Lavoriamo anche con le carceri, “Non me la racconti giusta” è un progetto portato avanti con la fanzine Ziguline. Abbiamo creato un progetto anche per la Reggiana, squadra di calcio della Serie C  ma molto importante per la comunità di Reggio Emilia e per i suoi momenti di aggregazione. In quel caso, abbiamo attinto alla memoria storica indiretta, omaggiando la storia dei suoi giocatori dagli anni Venti fino a oggi. Abbiamo creato due murales. Il primo ritrae calciatori degli anni Quaranta, uniti in un’unica azione, l’altro offre un punto di vista diverso sugli allenatori, quali mentori e personaggi di cultura – l’ambientazione prende infatti spunto da La Scuola di Atene di Raffaello.

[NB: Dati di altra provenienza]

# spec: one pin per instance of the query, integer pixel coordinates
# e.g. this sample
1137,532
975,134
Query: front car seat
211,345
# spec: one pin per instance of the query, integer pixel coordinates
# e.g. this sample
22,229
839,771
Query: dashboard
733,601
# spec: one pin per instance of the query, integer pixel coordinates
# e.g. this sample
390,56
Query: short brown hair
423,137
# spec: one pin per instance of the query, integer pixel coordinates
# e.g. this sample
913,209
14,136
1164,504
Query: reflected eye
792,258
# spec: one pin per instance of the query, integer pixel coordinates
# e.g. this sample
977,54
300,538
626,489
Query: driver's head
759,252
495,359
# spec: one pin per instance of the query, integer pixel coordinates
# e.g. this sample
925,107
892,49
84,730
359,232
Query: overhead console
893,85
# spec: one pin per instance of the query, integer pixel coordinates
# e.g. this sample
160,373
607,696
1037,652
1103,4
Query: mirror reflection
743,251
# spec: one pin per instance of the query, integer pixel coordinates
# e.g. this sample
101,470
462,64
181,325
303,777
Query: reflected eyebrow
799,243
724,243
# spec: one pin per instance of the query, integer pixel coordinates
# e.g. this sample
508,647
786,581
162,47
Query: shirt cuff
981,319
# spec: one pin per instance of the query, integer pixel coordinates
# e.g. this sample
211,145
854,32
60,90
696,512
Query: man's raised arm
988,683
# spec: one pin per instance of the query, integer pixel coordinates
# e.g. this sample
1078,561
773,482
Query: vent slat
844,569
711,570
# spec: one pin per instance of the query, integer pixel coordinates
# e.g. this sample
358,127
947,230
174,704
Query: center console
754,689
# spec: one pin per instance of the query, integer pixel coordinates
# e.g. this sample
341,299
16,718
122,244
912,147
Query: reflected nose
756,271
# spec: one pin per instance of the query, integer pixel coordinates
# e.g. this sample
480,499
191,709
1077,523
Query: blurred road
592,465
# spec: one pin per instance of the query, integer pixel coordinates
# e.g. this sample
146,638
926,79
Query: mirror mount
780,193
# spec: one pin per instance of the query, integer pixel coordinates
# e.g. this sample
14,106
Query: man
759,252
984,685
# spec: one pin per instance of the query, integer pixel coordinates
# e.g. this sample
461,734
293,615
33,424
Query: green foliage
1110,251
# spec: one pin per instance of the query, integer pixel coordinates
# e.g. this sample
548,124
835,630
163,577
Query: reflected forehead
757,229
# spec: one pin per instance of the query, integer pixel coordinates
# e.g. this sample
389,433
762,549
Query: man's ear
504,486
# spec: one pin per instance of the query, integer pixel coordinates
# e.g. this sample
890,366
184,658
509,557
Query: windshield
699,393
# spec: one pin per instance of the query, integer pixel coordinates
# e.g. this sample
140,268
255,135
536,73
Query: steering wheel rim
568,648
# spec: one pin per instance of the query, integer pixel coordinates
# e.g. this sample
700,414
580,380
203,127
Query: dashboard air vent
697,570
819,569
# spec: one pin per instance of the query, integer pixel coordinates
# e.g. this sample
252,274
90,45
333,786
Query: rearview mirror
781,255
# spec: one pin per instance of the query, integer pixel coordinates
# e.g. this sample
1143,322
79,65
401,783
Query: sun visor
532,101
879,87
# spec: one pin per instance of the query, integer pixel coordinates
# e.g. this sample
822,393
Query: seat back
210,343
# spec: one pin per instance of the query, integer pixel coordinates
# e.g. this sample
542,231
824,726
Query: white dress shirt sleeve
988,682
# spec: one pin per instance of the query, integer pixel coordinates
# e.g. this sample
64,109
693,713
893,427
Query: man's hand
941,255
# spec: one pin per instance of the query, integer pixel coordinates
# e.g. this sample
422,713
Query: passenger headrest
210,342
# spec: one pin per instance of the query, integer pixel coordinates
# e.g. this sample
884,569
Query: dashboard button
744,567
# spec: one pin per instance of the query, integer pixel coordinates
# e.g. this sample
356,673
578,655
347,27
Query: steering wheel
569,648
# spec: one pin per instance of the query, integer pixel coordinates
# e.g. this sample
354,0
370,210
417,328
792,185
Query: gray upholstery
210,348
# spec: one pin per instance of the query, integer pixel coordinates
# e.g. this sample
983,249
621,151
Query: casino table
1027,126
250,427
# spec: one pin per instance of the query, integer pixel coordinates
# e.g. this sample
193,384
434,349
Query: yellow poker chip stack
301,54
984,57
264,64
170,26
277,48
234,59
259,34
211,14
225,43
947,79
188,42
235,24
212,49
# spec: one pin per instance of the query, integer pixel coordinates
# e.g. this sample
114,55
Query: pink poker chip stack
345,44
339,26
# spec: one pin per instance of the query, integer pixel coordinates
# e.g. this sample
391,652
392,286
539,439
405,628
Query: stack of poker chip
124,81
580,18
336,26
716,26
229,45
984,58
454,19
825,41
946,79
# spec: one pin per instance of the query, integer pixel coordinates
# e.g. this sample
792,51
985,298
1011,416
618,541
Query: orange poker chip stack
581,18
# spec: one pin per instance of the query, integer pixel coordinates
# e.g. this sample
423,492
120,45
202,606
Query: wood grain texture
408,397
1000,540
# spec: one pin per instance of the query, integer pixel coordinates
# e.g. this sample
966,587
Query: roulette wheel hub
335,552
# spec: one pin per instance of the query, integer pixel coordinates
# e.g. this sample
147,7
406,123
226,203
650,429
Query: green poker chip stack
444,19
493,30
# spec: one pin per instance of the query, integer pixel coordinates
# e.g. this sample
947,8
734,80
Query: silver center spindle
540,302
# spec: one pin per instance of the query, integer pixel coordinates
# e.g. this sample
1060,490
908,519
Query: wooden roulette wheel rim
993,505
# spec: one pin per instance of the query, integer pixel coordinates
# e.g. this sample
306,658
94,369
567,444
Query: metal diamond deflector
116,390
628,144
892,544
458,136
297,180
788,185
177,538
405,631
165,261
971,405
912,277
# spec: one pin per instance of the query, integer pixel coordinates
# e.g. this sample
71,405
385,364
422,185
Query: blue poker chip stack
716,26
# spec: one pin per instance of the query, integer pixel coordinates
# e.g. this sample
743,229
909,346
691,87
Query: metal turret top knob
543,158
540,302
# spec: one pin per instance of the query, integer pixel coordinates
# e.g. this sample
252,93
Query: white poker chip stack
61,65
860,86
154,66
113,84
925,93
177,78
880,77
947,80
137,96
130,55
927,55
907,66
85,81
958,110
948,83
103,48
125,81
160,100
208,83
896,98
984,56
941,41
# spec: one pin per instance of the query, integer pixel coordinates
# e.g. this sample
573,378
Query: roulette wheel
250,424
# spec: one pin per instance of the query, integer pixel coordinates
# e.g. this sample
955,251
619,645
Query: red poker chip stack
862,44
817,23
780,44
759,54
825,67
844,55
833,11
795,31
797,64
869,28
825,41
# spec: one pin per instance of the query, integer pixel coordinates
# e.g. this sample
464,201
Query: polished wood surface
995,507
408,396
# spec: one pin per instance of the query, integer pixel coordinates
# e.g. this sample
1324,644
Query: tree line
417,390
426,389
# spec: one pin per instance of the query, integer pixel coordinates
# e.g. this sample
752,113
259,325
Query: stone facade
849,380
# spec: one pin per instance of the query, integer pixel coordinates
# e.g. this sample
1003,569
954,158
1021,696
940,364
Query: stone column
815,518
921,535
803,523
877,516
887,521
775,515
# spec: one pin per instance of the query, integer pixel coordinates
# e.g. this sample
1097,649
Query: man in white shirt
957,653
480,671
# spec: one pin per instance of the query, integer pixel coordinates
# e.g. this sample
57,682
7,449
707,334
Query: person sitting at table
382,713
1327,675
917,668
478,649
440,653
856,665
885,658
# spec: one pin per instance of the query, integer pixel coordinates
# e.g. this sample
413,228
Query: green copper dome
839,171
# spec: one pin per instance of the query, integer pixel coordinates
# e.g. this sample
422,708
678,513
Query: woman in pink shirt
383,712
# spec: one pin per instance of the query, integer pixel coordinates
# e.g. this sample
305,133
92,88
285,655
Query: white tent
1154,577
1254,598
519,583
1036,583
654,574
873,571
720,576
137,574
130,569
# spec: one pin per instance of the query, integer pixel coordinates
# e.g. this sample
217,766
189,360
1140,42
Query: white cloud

Per “Da prendere e portare”, installazione composta da 42 opere tempera su tela 50 x 50 cm, ho usato la vernice al quarzo, solitamente impiegata per gli esterni dei palazzi. Non mi interessa la bella pittura, per me la pittura è medium per esprimere un contenuto specifico, un linguaggio tecnico di traduzione di principi e valori. Ci sono alcuni artisti come Marlene Dumas che hanno una potenza innata nel segno; dal mio canto, mi preoccupo di ciò che voglio comunicare, cerco di farlo nel modo giusto, con i vocaboli più consoni a estrinsecare il messaggio. Mi adatto al contesto e alla tematica, se dipingo per strada o in piazza, a Rione Sanità o sulle montagne della Valtellina. Ho creato qui un effetto di sintesi, chiaro a colpo d’occhio. Il disegno preparatorio solitamente è tracciato in giallo, qui ho usato il rosso in riferimento alla CGIL. I volti sono presi da foto d’archivio di manifestazioni del passato e del presente, mettendo insieme i motti e le parole d’ordine dagli anni Sessanta con le urgenze attuali. L’accordo è che questa serie venga usata dal mondo della CGIL ogni qualvolta sia richiesta, potendo essere spediti anche solo alcuni dei riquadri del puzzle complessivo.